La Queer Palm è andata per la prima volta a un documentario, Les Vies di Thérèse di Sébastien Lifshitz. La giuria capitanata dai registi Olivier Ducastel e Jacques Martineau ha così motivato la scelta: “Abbiamo voluto offrire un doppio premio: una palma per Sébastien Lifshitz e il suo emozionante film che sa raccontarci la storia di una donna e delle sue lotte, unendo vita privata ed impegno politico, esplorando periodi diversi, discutendo la sessualità, interpretando perfettamente i ruoli che la società c’impone. Il regista ci offre uno sguardo tenero su questa donna, uno sguardo amoroso, pieno di venerazione ma che lascia allo spettatore la giusta distanza che richiede la raffigurazione di questa donna combattente sulla soglia della morte. Un altro premio è una palma per Thérèse Clerc, deceduta il 16 febbraio 2016, per questa donna che sapeva, tracciando la propria strada, aprire anche la nostra, di aiutare la nostra lotta, ricordandoci costantemente quanto il nostro desiderio e la nostra sessualità, possano e debbano nutrire la nostra lotta per una società più giusta. La giuria è inoltre lieta di avere assegnato il primo documentario alla già ricca lista di opere premiate con la Queer Palm a Cannes”. Tra i cortometraggi è stato scelto il francese Gabber Lover di Anna Cazenave-Caldwell, “un film limpido con una regia controllata, un film altamente sensibile dove la regista racconta la storia in maniera acuta e profonda, facendo confrontare i personaggi con la propria situazione sia intima che sociale. Un film sul coming out, dove s’impara a conoscere il proprio desiderio riuscendo a dargli finalmente libero sfogo. Gabber Lover è un film che non dubitiamo riuscirà a portare un messaggio di liberazione ai giovani spettatori”.

ElleIn un’edizione non memorabile, senza grandi film in grado di imporsi – paradossalmente, uno dei titoli più ‘piccoli’, Paterson di Jim Jarmusch, col suo minimalismo poetico si è rivelato tra i migliori ed è un peccato che sia stato ignorato dalla giuria – la tematica queer ha visto una curiosa predominanza al femminile anche se spesso disgiunta da un vero contesto social-culturale e rappresentata come impulso pulsionale pruriginoso a uso e consumo di un pubblico maschile etero.
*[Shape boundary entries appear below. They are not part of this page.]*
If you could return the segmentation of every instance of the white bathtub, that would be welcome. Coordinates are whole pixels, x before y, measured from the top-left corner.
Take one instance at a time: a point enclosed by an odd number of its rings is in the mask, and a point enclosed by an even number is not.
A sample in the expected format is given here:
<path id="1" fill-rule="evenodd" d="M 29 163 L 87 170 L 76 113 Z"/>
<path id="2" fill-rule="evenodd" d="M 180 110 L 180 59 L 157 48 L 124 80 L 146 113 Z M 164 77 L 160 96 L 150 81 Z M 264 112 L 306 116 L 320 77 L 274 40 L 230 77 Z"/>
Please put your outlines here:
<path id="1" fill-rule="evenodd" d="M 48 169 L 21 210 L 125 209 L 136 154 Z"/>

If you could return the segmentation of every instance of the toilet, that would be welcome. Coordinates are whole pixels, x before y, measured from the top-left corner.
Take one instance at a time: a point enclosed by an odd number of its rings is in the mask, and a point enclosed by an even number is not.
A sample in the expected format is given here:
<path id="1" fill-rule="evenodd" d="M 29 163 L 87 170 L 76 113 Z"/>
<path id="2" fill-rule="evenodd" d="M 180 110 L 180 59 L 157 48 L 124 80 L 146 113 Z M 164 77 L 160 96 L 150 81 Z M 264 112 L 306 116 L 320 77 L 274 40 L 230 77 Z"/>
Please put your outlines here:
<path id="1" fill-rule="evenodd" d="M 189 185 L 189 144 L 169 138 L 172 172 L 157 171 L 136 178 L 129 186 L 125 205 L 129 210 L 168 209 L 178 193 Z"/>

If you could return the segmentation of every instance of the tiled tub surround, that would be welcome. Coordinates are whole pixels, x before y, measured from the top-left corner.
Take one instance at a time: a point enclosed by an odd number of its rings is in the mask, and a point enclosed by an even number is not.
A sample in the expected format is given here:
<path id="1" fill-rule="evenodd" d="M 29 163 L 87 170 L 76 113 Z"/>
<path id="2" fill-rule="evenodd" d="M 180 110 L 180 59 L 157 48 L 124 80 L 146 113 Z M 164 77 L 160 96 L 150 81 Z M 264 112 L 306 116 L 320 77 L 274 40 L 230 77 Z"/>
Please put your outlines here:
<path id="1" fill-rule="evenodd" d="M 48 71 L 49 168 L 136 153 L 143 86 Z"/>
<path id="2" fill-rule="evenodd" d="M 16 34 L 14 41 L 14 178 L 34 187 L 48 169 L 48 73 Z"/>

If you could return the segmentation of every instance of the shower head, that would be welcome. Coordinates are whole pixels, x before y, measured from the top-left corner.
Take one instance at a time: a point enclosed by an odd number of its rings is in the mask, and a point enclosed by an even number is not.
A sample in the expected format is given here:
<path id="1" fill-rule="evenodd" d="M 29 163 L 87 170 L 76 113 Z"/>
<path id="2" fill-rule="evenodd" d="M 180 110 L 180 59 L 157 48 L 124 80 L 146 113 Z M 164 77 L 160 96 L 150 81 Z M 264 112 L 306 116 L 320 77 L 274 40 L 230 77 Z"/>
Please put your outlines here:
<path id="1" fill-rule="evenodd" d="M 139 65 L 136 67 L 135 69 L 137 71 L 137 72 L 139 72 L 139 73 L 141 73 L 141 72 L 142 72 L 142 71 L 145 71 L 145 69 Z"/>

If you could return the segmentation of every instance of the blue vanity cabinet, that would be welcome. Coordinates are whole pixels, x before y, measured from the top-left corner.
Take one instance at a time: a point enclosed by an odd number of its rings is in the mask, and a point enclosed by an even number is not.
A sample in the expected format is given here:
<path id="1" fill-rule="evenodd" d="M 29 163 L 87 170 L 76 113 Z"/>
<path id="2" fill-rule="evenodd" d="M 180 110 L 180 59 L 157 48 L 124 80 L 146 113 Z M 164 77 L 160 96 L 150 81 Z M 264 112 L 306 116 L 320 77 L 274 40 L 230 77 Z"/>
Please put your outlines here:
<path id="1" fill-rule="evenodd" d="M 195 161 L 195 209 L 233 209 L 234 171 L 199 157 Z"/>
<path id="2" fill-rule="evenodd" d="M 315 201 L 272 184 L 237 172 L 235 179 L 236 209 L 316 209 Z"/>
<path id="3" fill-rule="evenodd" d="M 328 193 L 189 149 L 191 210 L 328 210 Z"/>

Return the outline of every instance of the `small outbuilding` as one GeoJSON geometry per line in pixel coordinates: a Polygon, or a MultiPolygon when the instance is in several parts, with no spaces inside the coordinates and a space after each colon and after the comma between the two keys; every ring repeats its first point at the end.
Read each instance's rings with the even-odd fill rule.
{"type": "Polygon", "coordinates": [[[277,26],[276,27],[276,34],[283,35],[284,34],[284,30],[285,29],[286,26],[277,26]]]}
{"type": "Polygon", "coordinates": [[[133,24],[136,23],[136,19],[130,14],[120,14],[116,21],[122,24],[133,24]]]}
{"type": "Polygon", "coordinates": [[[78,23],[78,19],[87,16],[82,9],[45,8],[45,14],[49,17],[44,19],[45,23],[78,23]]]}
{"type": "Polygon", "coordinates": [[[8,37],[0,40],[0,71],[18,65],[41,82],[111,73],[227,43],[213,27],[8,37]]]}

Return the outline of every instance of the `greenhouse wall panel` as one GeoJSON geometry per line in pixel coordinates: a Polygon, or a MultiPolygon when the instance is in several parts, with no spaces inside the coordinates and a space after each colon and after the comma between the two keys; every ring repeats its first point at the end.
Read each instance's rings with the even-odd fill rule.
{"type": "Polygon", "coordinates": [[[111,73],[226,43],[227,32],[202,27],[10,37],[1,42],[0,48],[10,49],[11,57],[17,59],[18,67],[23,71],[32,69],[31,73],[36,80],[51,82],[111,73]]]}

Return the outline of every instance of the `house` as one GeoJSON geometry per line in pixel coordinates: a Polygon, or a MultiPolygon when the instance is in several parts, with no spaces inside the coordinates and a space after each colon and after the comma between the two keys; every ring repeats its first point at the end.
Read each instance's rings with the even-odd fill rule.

Per esempio nel brutto The Neon Demon di Nicholas Winding Refn, patinato e inerte megaspot estetizzante in cui l’idea delle modelle vampire resta purtroppo larvale, la truccatrice interpretata da Jena Malone tenta un approccio nel talamo della protagonista Elle Fanning ma viene cacciata a piedate e cerca di consolarsi col cadavere di una donna – la scena vorrebbe essere shock e provocatoria ma è semplicemente ridicola – alla quale deve preparare il trucco per le esequie.

Anche nello strano thriller Elle di Paul Verhoeven che inizia con uno stupro osservato da un gatto e diventa una sorta di satira famigliare ai confini del grottesco, la veterana Isabelle Huppert, algidamente perversa come nei suoi ruoli migliori, si ritrova a letto con una cara amica che la pungola: “Ci avevamo già provato in passato, no?” ma il giro di lenzuola saffico non ha un seguito.

Le Cancre

Ha fatto infine tenerezza la proiezione speciale del nostalgico Le Cancre firmato dal maestro 86enne Paul Vecchiali, autore del cult gay Encore – Once More, in splendida forma con tanto di smoking alla presentazione nella Salle du Soixantième. Una sorta di delicato inno all’amore declinato in tutte le sue varianti attraverso l’incontro, immaginato oppure no, di un anziano signore, Rodolphe (il regista stesso) con le donne che ha amato nella sua vita, in particolare l’adorata Marguerite (nientemeno che Catherine Deneuve). Appare anche un signore gay che il protagonista dovrebbe ospitare in casa sua dove vive col figlio interpretato da Pascal Cervo del quale crede inizialmente si tratti del fidanzato. Un’affettuosa ricerca di memorie amorose pullulanti vita vera, messa in scena in modo teatrale con la semplicità anarchicamente pauperistica tipica del regista invitato per la prima volta in selezione ufficiale a Cannes. Verrà distribuito da The Open Reel.